Location
- Fernside Avenue Almondbury, West Yorkshire, HD5 8YE England
- Coordinates: 53°38′19″N 1°44′43″W﻿ / ﻿53.63857°N 1.74516°W

Information
- Former name: Almondbury Community School
- Type: Academy
- Motto: Working Together to Achieve
- Local authority: Kirklees Council
- Trust: Impact Education Multi Academy Trust
- Department for Education URN: 148134 Tables
- Ofsted: Reports
- Head teacher: Kate Eastwood
- Gender: Mixed
- Age range: 3–11
- Capacity: 268
- Website: www.hillviewacademy.co.uk

= Hill View Academy =

Hill View Academy (formerly Almondbury Community School) is a 3–11 mixed primary school with academy status in Almondbury, West Yorkshire, England. It is part of the Impact Education Multi Academy Trust.

== History ==
In April 2014, the Kirklees Council Cabinet approved the merger of the Almondbury High School and Language College, the Almondbury Junior School, and Greenside Infant and Nursery School, "as an all-through school for children aged between 3 and 16 years". The three schools were combined following extensive consultation with parents and other community members.

Following a 2006 Ofsted report that rated the Almondbury High School and Language College as Grade 3 "Satisfactory" overall, the 2009 and 2012 reports gave a rating of Grade 2 "Good".

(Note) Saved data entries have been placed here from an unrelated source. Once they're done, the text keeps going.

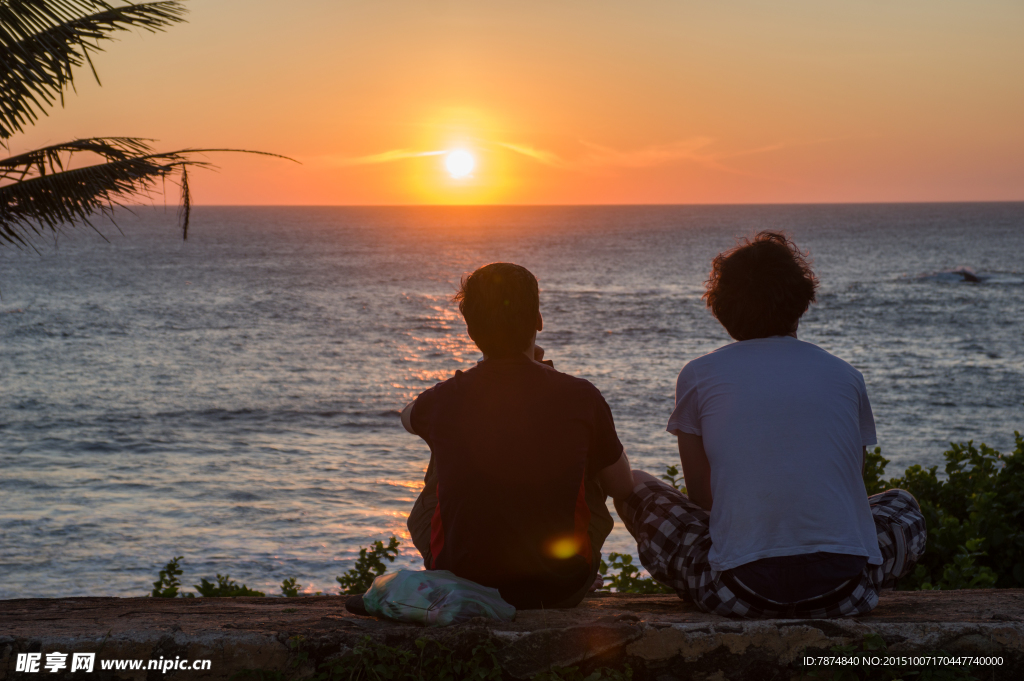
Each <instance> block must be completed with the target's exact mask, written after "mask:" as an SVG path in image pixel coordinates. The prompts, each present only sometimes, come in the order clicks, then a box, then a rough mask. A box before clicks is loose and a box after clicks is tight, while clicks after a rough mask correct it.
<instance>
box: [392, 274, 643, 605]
mask: <svg viewBox="0 0 1024 681" xmlns="http://www.w3.org/2000/svg"><path fill="white" fill-rule="evenodd" d="M456 301H458V303H459V309H460V311H461V312H462V314H463V316H464V317H465V320H466V327H467V330H468V332H469V336H470V338H472V339H473V341H474V342H475V343H476V345H477V346H478V347H479V348H480V350H481V352H482V353H483V359H482V360H481V361H479V363H478V364H477V365H476V366H475V367H473V368H472V369H469V370H467V371H459V372H456V374H455V376H454V377H453V378H451V379H449V380H446V381H442V382H441V383H438V384H437V385H435V386H434V387H432V388H430V389H429V390H426V391H425V392H423V393H422V394H421V395H420V396H419V397H417V398H416V399H415V400H414V401H413V402H411V403H410V405H409V406H408V407H406V409H404V410H403V411H402V413H401V422H402V425H403V426H404V427H406V429H407V430H409V431H410V432H411V433H414V434H417V435H419V436H420V437H422V438H423V439H424V440H426V442H427V444H429V445H430V464H429V465H428V467H427V472H426V476H425V479H424V481H425V483H426V486H425V488H424V491H423V493H422V494H421V495H420V497H419V499H417V501H416V504H415V505H414V507H413V511H412V513H411V514H410V517H409V529H410V533H411V535H412V537H413V543H414V544H415V545H416V548H417V549H419V551H420V553H421V554H422V555H423V561H424V565H425V566H426V568H427V569H446V570H450V571H452V572H454V573H455V574H458V576H459V577H462V578H465V579H468V580H472V581H473V582H476V583H478V584H481V585H484V586H487V587H494V588H497V589H498V590H499V592H500V593H501V595H502V597H503V598H504V599H505V600H506V601H508V602H509V603H511V604H512V605H515V606H516V607H517V608H542V607H546V608H550V607H572V606H573V605H575V604H578V603H579V602H580V601H581V600H582V599H583V597H584V596H585V595H586V593H587V591H588V590H590V589H591V588H592V587H593V585H595V583H596V582H597V579H598V578H597V567H598V564H599V563H600V556H601V553H600V551H601V545H602V544H603V543H604V540H605V538H606V537H607V536H608V533H610V531H611V526H612V521H611V516H610V515H609V514H608V511H607V508H606V507H605V500H606V498H607V496H608V495H610V496H611V497H612V498H613V499H616V500H625V499H626V498H627V497H629V495H630V493H631V492H632V490H633V478H632V474H631V471H630V464H629V460H628V459H627V458H626V454H625V452H624V451H623V445H622V443H621V442H620V441H618V437H617V435H616V434H615V426H614V423H613V421H612V417H611V411H610V410H609V409H608V405H607V403H606V402H605V401H604V398H603V397H602V396H601V393H600V391H599V390H598V389H597V388H596V387H594V385H593V384H591V383H590V382H589V381H586V380H584V379H581V378H575V377H573V376H569V375H567V374H562V373H560V372H557V371H555V369H554V368H553V365H552V363H550V361H544V360H543V358H544V350H543V349H542V348H540V347H539V346H537V345H536V340H537V332H539V331H541V330H542V329H543V327H544V320H543V317H542V316H541V311H540V295H539V291H538V284H537V279H536V278H535V276H534V275H532V274H531V273H530V272H529V270H527V269H525V268H524V267H521V266H519V265H515V264H511V263H506V262H496V263H492V264H489V265H485V266H483V267H480V268H479V269H477V270H476V271H474V272H473V273H472V274H470V275H468V276H466V278H464V279H463V282H462V288H461V290H460V291H459V293H458V294H457V295H456Z"/></svg>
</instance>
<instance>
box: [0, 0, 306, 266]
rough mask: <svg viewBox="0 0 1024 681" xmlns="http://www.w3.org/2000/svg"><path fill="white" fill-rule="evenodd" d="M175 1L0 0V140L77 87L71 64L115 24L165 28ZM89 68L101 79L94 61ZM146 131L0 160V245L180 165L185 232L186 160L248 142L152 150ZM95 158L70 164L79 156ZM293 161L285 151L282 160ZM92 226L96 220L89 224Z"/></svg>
mask: <svg viewBox="0 0 1024 681" xmlns="http://www.w3.org/2000/svg"><path fill="white" fill-rule="evenodd" d="M184 14H185V8H184V6H183V5H182V3H181V2H180V0H162V1H160V2H145V3H138V4H132V3H129V4H124V5H118V6H115V5H112V4H110V3H108V2H105V1H104V0H0V143H2V144H3V145H4V146H6V145H7V139H8V138H10V136H11V135H12V134H14V133H16V132H23V131H24V130H25V128H26V127H27V126H30V125H32V124H33V123H35V122H36V121H38V120H39V118H40V117H41V116H44V115H46V114H48V112H49V110H50V109H52V107H54V105H55V104H56V103H57V102H59V103H60V104H61V105H62V104H63V96H65V92H66V90H67V89H68V88H69V87H72V88H74V85H75V81H74V76H75V73H74V72H75V70H76V69H77V68H79V67H81V66H83V65H85V63H88V65H89V67H90V69H91V68H92V61H91V59H90V56H89V54H90V52H96V51H101V50H102V47H101V46H100V42H101V41H103V40H110V39H111V37H112V35H113V34H115V33H117V32H119V31H126V30H130V29H143V30H146V31H151V32H157V31H163V30H164V29H166V28H167V27H169V26H171V25H173V24H176V23H179V22H182V20H184ZM92 74H93V76H94V77H95V78H96V82H99V77H98V75H96V72H95V69H92ZM151 141H152V140H148V139H141V138H137V137H89V138H83V139H76V140H73V141H69V142H62V143H59V144H53V145H51V146H46V147H43V148H39V150H35V151H32V152H28V153H25V154H18V155H16V156H11V157H8V158H7V159H3V160H0V247H2V246H20V247H24V246H31V241H32V239H33V237H39V236H43V235H44V233H58V232H60V230H61V229H62V228H63V227H66V226H79V225H83V224H84V225H89V226H92V223H91V222H90V217H92V216H95V215H104V216H110V215H111V214H112V213H113V211H114V210H115V209H116V208H120V207H124V206H125V205H126V204H127V203H128V202H129V201H132V200H138V199H141V198H144V197H147V196H151V193H152V191H154V189H155V188H156V185H157V182H158V181H161V180H165V179H167V178H169V177H171V176H172V175H174V174H175V173H178V172H180V174H181V179H180V182H179V184H180V187H181V212H180V216H179V220H180V224H181V229H182V238H184V239H187V238H188V219H189V213H190V210H191V196H190V194H189V189H188V174H187V168H188V167H189V166H191V167H209V166H210V165H211V164H210V163H209V162H207V161H203V160H199V159H197V158H196V156H197V155H200V154H205V153H209V152H244V153H247V154H262V155H264V156H274V157H278V158H287V157H282V156H278V155H275V154H265V153H263V152H250V151H248V150H198V148H186V150H179V151H176V152H159V153H158V152H154V150H153V147H152V146H151V145H150V142H151ZM83 154H84V155H86V156H90V155H91V156H92V157H98V159H99V161H100V162H99V163H94V164H92V165H81V164H80V163H76V159H77V158H78V157H79V156H80V155H83ZM289 160H291V159H289ZM93 228H94V227H93Z"/></svg>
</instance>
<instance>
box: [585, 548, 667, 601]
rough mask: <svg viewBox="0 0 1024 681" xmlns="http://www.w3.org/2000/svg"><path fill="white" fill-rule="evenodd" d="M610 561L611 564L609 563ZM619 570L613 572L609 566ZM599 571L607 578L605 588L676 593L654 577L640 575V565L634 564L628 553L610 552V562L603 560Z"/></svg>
mask: <svg viewBox="0 0 1024 681" xmlns="http://www.w3.org/2000/svg"><path fill="white" fill-rule="evenodd" d="M609 563H610V564H609ZM609 567H610V568H614V569H617V570H618V573H617V574H611V573H609V571H608V568H609ZM598 571H599V572H600V573H601V576H602V577H604V578H605V580H604V586H603V587H601V588H602V589H604V590H607V589H614V590H615V591H616V592H618V593H621V594H674V593H676V592H675V591H674V590H672V589H670V588H669V587H667V586H665V585H664V584H662V583H660V582H657V581H656V580H654V579H653V578H649V577H644V578H641V577H638V574H639V573H640V566H639V565H634V564H633V556H631V555H629V554H626V553H609V554H608V562H607V563H606V562H604V561H603V560H602V561H601V565H600V567H598Z"/></svg>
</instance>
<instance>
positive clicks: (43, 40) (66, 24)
mask: <svg viewBox="0 0 1024 681" xmlns="http://www.w3.org/2000/svg"><path fill="white" fill-rule="evenodd" d="M185 11H186V10H185V8H184V6H183V5H182V3H181V2H180V0H162V1H160V2H146V3H141V4H128V5H121V6H113V5H111V4H110V3H108V2H105V1H104V0H0V139H6V138H8V137H10V136H11V135H12V134H13V133H15V132H22V131H24V130H25V128H26V127H27V126H29V125H31V124H32V123H34V122H35V121H37V120H38V119H39V117H40V116H42V115H45V114H46V112H47V110H48V109H50V108H51V107H53V105H54V104H55V103H56V102H57V100H59V101H60V102H61V103H63V92H65V90H66V89H67V88H68V87H69V86H72V87H74V69H76V68H77V67H81V66H82V65H83V63H89V66H90V68H91V66H92V61H91V60H90V57H89V53H90V51H101V50H102V48H101V47H100V46H99V42H100V41H101V40H110V39H111V34H113V33H116V32H118V31H127V30H129V29H132V28H140V29H144V30H147V31H151V32H157V31H162V30H164V29H166V28H167V27H169V26H171V25H172V24H176V23H178V22H182V20H184V14H185ZM93 76H95V77H96V80H97V82H98V80H99V78H98V76H96V72H95V70H94V69H93Z"/></svg>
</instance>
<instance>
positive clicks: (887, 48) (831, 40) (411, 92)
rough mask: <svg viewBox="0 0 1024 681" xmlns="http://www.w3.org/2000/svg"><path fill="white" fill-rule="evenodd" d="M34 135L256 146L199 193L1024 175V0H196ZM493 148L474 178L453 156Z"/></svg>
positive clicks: (337, 192)
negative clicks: (883, 1)
mask: <svg viewBox="0 0 1024 681" xmlns="http://www.w3.org/2000/svg"><path fill="white" fill-rule="evenodd" d="M188 6H189V8H190V14H189V23H188V24H185V25H181V26H178V27H174V28H172V29H170V30H169V31H168V32H167V33H163V34H157V35H150V34H141V35H134V34H124V35H123V36H122V37H121V38H120V39H119V40H118V41H117V42H114V43H110V44H109V45H108V47H106V52H105V53H104V54H102V55H99V56H98V57H97V58H95V59H94V61H95V63H96V68H97V70H98V72H99V75H100V78H101V79H102V82H103V86H102V87H98V86H96V85H95V83H94V82H92V80H91V76H90V75H89V74H88V72H87V71H84V72H80V73H79V74H78V93H77V94H75V93H72V94H70V95H69V97H68V100H67V107H66V108H65V109H63V110H59V109H58V110H56V111H54V112H53V113H52V114H51V116H50V117H48V118H47V119H44V120H43V121H42V122H41V123H40V124H39V125H37V126H36V128H35V129H34V130H33V131H31V132H30V133H28V134H24V135H19V136H16V137H14V138H13V139H12V140H11V152H20V151H25V150H27V148H31V147H34V146H39V145H42V144H45V143H51V142H56V141H63V140H67V139H70V138H73V137H78V136H95V135H136V136H144V137H153V138H157V139H159V144H158V146H159V147H160V148H162V150H167V151H170V150H174V148H180V147H185V146H232V147H246V148H254V150H262V151H267V152H273V153H278V154H284V155H287V156H290V157H293V158H295V159H297V160H299V161H301V163H302V165H295V164H291V163H288V162H284V161H278V160H272V159H262V158H257V157H231V158H229V157H226V156H218V157H216V158H215V159H214V161H215V162H216V163H217V164H218V165H219V166H220V167H221V170H220V171H219V172H216V173H212V172H202V171H200V172H197V173H196V174H195V175H194V176H193V178H191V185H193V189H194V193H195V199H196V202H197V203H199V204H207V205H210V204H250V205H255V204H278V205H285V204H299V205H350V204H362V205H368V204H369V205H378V204H421V203H441V204H444V203H499V204H608V203H611V204H631V203H791V202H890V201H1000V200H1016V201H1020V200H1024V3H1021V2H1019V0H1007V1H1001V2H995V1H987V0H974V1H972V2H967V1H966V0H965V1H961V2H950V1H947V0H928V1H900V2H892V1H891V0H887V1H885V2H877V1H874V0H857V1H856V2H849V1H833V0H808V1H804V0H800V1H786V0H782V1H780V2H741V1H734V0H730V1H729V2H721V3H715V2H708V1H706V0H701V1H699V2H686V1H684V0H665V1H656V2H655V1H651V0H632V1H631V2H607V1H604V0H589V1H572V2H569V1H564V0H543V1H534V0H519V1H518V2H499V1H498V0H472V1H443V0H431V1H430V2H413V1H412V0H406V1H403V2H399V1H395V0H374V2H366V1H365V0H359V1H358V2H354V1H340V0H291V1H290V2H289V3H286V4H282V3H280V2H273V3H271V2H269V1H267V0H191V1H190V2H189V3H188ZM455 147H462V148H466V150H468V151H470V152H472V153H473V154H474V155H475V157H476V161H477V166H476V169H475V170H474V172H473V174H472V175H471V176H470V177H467V178H463V179H459V180H456V179H453V178H452V177H451V176H450V175H449V174H447V173H446V172H445V171H444V166H443V161H444V157H443V156H439V155H433V156H422V154H423V153H428V152H442V151H445V150H451V148H455Z"/></svg>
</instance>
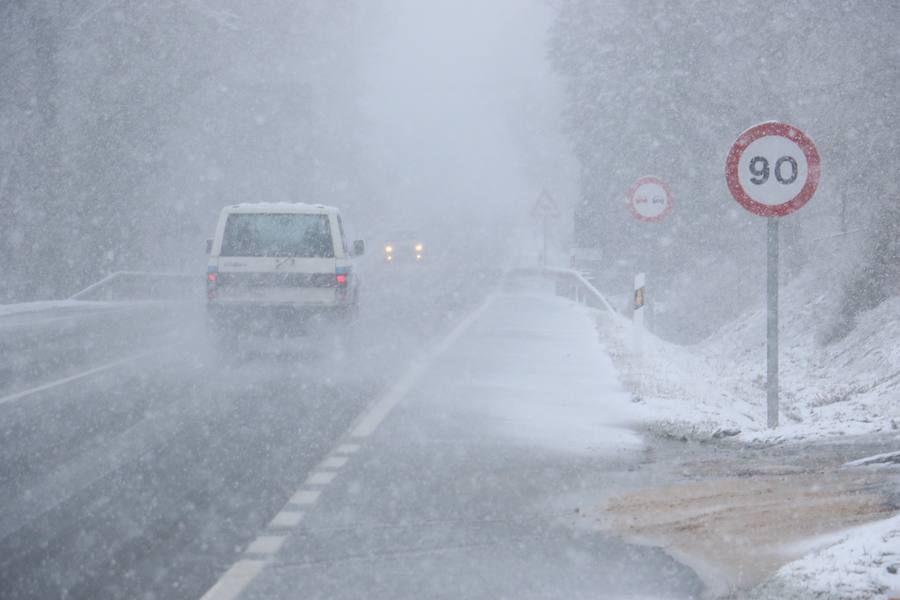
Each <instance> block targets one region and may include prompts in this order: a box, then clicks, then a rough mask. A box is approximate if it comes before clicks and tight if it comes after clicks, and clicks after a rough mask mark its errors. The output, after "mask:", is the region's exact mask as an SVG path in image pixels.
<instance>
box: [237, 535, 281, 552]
mask: <svg viewBox="0 0 900 600" xmlns="http://www.w3.org/2000/svg"><path fill="white" fill-rule="evenodd" d="M286 539H287V536H284V535H261V536H259V537H258V538H256V539H255V540H253V541H252V542H250V545H249V546H247V550H246V553H247V554H275V553H276V552H278V551H279V550H281V546H282V545H283V544H284V540H286Z"/></svg>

The reports of 2015 and 2017 rated the combined Almondbury Community School as Grade 3 "Requires Improvement" overall. A monitoring visit by Ofsted after the 2015 inspection noted "significant" positive changes in leadership, systems, teaching quality and governorship under a school improvement plan.

In 2018, Ofsted visited again concluding that sufficient progress had not been made. A list of issues was published and Kirklees was required to issue a recovery plan. A monitoring visit by Ofsted, confirmed the recovery plan was adequate.
Leaders and managers are taking effective action towards the removal of special measures. The local authority’s statement of action is fit for purpose. The school’s improvement plan is fit for purpose.

In 2018, Chair of the school Governors was Gill Goodswen, a former president of the National Union of Teachers (NUT).

The secondary department was closed in September 2020, while the primary school department converted to academy status and was renamed Hill View Academy. The school is now sponsored by the Impact Education Multi Academy Trust.

=== Almondbury controversy ===

On 25 October 2018, an assault took place on a 15-year-old student at Almondbury Community School; this was widely reported after a video recording of the assault was posted on social media.

Prime Minister Theresa May commented, "most people were sickened and angered" by the video clip; she went on to praise the public for the response, and for setting up a crowdfunding appeal for the youngster's family.